Le destin hors du commun de Babily Dembélé : entre architecture, politique et action sociale
D’origine humble et ayant bravé de multiples obstacles dès son plus jeune âge, Babily Dembélé s’est imposé comme une personnalité incontournable en Côte d’Ivoire. Son itinéraire, mêlant architecture, politique, entrepreneuriat et philanthropie, témoigne d’une ténacité exemplaire et d’une foi inébranlable.

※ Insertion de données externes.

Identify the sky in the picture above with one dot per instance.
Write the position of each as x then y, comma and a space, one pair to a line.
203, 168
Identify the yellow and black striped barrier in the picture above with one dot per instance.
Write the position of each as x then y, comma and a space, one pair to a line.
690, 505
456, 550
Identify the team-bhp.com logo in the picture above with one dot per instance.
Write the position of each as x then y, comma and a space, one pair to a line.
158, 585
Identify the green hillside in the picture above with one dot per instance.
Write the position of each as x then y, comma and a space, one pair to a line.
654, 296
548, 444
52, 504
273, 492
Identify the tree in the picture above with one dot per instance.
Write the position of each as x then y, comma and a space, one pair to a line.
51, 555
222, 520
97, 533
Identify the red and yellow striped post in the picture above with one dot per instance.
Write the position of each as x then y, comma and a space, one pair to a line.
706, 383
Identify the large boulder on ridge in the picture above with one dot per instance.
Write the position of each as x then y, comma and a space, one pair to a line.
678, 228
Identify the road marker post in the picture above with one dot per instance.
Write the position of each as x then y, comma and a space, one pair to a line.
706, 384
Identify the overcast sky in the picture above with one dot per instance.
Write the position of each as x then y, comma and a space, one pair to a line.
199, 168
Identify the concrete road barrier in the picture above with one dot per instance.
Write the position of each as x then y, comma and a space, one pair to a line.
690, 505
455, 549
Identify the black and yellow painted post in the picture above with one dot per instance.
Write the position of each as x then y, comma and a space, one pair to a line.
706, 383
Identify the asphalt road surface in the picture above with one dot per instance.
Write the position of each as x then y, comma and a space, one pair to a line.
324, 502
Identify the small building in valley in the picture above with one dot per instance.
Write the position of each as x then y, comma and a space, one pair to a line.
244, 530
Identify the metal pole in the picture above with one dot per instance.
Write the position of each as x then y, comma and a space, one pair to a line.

Né dans un contexte de grande pauvreté, il a traversé divers horizons spirituels, de l’animisme au catholicisme avant de rejoindre l’islam. Enfant d’un agriculteur et d’une mère au foyer, il a grandi dans la précarité. Son père, ayant quitté Kouto pour Dimbokro avant de se fixer à Brofodoumé grâce au soutien de la famille BECHE, lui a transmis des valeurs fondamentales de probité et de persévérance.
Une jeunesse forgée par l’adversité
Le parcours de Babily Dembélé est marqué par des épreuves précoces. Envoyé à Sassandra, il a connu des conditions de vie rudes, allant jusqu’à dormir dans un poulailler. Ces difficultés ont forgé sa résilience. Sa rencontre avec un prêtre français, le Père Alib, a été déterminante, lui offrant un encadrement moral et scolaire précieux. Brillant élève, il s’est illustré comme l’un des meilleurs de sa promotion.
Pendant ses études, il a côtoyé des figures telles que Maître Boga Doudou et Adama Koné. En 1978, son génie pour les mathématiques lui a valu d’être lauréat national. Ce succès a attiré l’attention du président Félix Houphouët-Boigny, qui a financé ses études supérieures. Il a ainsi intégré l’Académie des sciences de Paris, d’où il est ressorti diplômé en architecture expert.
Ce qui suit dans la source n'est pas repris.